Malala Yousafzai to undergo skull repair surgery at Birmingham’s Queen Elizabeth Hospital
Pakistani schoolgirl activist Malala Yousafzai will soon undergo skull surgery to repair a missing area.
Surgeons at Birmingham’s Queen Elizabeth Hospital have been giving details about two procedures due to be carried out on the 15-year-old.
Malala Yousafzai was discharged from the hospital earlier this month after being shot in the head by the Taliban in October.
The hospital said Malala Yousafzai’s surgery would take place in the next 10 days.
The first procedure will involve drilling into her skull and inserting a custom-made metal plate.
Doctors said Malala Yousafzai was completely deaf in her left ear after being shot at point blank range.
The shockwave destroyed her eardrum and the bones for hearing.
The second procedure will involve fitting a small electronic device that provides a sense of sound to someone who is profoundly deaf or severely hard of hearing.
Both procedures could take a total of four-and-a-half hours.
Dr. Dave Rosser, medical director at the QEHB, said: “Her recovery is remarkable and it’s a testament to her strength and desire to get better.
“There is no doubt that the surgery she underwent in Pakistan was life saving.
“Had that surgery not been of such a high standard she would have died.”
He added her full recovery could take another 15 to 18 months.
Dr. Dave Rosser said the missing part of Malala Yousafzai’s skull had been put in her abdomen by surgeons in Pakistan to “keep the bone alive”.

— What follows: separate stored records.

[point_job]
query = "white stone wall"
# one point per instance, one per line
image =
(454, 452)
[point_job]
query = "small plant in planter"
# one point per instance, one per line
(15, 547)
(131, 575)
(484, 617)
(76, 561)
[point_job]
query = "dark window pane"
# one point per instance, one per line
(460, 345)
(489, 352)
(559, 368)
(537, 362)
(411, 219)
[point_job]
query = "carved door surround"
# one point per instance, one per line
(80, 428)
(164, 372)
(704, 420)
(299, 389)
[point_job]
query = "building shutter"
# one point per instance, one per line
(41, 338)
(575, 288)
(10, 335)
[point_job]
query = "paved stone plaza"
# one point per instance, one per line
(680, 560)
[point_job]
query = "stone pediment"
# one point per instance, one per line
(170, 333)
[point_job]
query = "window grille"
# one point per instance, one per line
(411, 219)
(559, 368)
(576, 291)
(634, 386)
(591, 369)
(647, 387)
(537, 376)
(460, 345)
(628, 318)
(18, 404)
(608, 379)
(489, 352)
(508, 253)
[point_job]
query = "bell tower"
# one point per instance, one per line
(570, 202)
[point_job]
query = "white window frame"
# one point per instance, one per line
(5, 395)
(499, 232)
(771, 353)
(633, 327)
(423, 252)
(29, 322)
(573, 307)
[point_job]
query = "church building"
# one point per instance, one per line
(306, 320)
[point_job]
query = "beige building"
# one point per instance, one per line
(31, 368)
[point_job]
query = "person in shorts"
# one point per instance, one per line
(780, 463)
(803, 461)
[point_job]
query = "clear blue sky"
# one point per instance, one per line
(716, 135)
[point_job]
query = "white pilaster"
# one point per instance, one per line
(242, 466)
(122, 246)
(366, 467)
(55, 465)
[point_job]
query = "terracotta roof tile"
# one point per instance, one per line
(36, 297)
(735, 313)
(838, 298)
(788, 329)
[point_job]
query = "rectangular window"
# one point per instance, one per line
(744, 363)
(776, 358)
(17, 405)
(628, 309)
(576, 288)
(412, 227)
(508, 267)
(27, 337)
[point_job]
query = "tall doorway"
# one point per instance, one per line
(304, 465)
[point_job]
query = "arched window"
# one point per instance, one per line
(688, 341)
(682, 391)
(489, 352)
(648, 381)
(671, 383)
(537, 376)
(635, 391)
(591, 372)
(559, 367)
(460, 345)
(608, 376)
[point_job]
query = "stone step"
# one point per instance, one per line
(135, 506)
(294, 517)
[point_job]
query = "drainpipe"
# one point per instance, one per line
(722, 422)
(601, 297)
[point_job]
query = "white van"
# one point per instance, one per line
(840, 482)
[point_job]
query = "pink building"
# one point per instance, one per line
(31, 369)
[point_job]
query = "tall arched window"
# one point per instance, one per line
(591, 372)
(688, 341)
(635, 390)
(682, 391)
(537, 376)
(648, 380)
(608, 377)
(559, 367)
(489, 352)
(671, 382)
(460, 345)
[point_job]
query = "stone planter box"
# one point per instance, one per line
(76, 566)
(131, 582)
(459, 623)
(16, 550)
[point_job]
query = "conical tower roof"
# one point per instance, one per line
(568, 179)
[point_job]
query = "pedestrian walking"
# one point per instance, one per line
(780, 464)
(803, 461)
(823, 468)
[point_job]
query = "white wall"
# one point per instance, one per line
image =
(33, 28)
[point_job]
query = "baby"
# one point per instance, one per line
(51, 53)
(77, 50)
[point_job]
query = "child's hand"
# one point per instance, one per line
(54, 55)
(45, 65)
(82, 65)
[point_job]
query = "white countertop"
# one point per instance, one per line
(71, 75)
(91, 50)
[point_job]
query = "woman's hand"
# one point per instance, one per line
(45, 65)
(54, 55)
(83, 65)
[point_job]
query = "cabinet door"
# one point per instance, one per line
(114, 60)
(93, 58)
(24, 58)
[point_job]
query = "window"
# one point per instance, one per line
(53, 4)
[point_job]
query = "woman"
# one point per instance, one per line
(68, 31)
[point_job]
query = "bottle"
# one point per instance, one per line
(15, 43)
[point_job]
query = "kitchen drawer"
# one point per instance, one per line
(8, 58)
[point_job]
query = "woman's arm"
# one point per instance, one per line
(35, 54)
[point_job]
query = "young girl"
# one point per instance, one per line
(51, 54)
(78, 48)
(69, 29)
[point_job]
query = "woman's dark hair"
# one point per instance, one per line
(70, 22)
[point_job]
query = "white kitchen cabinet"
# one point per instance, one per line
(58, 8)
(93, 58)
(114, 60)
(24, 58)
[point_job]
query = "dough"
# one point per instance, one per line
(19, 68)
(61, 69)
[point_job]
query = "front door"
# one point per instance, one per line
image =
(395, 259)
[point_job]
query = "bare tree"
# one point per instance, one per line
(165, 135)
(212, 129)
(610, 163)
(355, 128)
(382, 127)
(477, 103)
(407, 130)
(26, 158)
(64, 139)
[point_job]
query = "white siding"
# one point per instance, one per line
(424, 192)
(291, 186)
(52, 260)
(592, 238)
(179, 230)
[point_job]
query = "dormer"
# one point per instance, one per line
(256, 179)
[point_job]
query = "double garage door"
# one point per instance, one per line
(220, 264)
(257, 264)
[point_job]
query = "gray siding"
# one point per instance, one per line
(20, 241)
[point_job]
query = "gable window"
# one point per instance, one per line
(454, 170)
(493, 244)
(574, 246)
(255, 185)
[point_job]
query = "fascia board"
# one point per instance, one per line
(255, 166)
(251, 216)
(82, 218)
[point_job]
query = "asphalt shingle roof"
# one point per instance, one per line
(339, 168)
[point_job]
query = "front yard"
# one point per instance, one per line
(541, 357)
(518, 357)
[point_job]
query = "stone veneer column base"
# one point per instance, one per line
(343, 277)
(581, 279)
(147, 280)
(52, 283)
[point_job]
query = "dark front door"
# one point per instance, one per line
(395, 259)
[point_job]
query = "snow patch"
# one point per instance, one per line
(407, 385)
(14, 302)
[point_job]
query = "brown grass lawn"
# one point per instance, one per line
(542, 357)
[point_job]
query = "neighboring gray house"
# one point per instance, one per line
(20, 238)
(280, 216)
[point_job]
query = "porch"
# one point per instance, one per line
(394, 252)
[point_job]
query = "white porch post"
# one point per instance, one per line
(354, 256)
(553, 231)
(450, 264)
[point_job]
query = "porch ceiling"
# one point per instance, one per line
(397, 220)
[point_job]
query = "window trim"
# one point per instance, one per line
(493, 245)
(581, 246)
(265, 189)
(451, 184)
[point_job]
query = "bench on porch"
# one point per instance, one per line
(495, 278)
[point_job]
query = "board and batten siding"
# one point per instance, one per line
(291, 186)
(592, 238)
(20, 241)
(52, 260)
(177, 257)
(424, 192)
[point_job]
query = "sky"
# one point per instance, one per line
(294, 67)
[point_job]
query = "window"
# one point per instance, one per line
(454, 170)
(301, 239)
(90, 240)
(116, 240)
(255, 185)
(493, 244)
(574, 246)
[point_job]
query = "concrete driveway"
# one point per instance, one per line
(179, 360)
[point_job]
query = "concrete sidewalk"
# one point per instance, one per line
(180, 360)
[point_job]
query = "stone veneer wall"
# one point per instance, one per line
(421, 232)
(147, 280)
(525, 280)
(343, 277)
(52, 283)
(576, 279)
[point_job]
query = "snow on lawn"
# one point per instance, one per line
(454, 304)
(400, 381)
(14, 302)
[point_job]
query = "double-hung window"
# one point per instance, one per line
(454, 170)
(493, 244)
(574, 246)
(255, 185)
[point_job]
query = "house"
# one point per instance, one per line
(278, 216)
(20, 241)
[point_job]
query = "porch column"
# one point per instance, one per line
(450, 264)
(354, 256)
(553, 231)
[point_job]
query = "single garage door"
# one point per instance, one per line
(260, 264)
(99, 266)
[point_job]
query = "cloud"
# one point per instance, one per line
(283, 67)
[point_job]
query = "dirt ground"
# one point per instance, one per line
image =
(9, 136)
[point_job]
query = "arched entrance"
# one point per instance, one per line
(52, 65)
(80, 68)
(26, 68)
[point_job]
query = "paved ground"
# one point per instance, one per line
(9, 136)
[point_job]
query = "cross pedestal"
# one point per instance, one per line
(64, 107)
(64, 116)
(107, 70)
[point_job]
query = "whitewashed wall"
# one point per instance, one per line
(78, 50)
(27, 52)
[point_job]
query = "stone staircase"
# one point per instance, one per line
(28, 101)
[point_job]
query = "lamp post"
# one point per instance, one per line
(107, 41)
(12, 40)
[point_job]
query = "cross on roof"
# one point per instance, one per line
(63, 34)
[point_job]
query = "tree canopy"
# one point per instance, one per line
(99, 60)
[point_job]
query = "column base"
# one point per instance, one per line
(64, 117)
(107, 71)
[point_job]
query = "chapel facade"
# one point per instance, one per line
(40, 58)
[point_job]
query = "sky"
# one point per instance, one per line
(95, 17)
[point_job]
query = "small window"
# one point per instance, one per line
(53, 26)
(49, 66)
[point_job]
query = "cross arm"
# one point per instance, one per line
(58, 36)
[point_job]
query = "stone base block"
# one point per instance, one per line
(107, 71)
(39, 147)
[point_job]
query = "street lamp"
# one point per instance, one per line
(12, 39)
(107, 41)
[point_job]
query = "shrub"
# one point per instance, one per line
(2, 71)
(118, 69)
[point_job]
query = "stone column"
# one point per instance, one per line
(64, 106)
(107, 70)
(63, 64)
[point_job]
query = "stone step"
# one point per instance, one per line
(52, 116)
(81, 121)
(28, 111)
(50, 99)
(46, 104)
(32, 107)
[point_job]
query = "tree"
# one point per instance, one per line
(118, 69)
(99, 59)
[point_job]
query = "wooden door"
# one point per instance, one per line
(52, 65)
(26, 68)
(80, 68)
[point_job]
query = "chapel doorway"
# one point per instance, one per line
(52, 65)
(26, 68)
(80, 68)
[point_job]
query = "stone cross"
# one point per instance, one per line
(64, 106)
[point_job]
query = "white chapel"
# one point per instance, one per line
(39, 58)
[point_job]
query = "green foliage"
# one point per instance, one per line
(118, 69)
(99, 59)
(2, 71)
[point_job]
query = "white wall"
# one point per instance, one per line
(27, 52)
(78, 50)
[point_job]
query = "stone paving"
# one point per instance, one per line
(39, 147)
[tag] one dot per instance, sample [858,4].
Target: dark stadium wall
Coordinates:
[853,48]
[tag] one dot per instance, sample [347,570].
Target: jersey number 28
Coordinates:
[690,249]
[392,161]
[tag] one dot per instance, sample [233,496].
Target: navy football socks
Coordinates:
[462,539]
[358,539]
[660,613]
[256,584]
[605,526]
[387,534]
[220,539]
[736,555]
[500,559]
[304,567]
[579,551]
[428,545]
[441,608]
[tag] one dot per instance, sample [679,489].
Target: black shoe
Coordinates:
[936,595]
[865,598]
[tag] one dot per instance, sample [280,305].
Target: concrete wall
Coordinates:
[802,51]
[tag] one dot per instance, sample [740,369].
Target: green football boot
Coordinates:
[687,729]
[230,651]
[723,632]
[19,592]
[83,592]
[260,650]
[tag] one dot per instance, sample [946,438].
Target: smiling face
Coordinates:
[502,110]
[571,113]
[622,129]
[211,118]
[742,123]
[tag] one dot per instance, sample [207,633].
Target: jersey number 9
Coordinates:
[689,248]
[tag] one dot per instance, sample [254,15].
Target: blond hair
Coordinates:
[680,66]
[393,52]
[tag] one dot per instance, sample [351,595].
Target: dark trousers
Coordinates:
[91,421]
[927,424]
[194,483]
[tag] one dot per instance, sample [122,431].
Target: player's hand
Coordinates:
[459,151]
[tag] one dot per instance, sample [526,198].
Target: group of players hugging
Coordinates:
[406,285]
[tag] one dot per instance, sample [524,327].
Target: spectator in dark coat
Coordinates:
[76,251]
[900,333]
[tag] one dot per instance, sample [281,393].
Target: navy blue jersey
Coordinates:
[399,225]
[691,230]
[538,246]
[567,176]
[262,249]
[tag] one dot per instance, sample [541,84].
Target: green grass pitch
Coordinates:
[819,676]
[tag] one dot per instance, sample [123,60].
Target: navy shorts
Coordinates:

Doctors in Birmingham have chosen to use a metal plate to repair her skull instead of the bone in her abdomen, which they say may have shrunk.
Dr. Dave Rosser added Malala Yousafzai has asked to keep the bone once it has been removed.
Malala Yousafzai came to prominence when, as an 11-year-old, she wrote a diary for BBC Urdu, giving an account of how her school in Mingora town dealt with the Taliban’s 2009 edict to close girls’ schools.
Her love for education, and her courage in standing up to the Taliban, earned her a national peace award in 2011.
Tens of thousands of people have signed a petition calling for Malala Yousafzai to receive the Nobel Peace Prize.
The Pakistan government has given Malala’s father, Ziaududdin Yousafzai, a job in Birmingham as the education attaché at the Consulate of Pakistan for at least three years.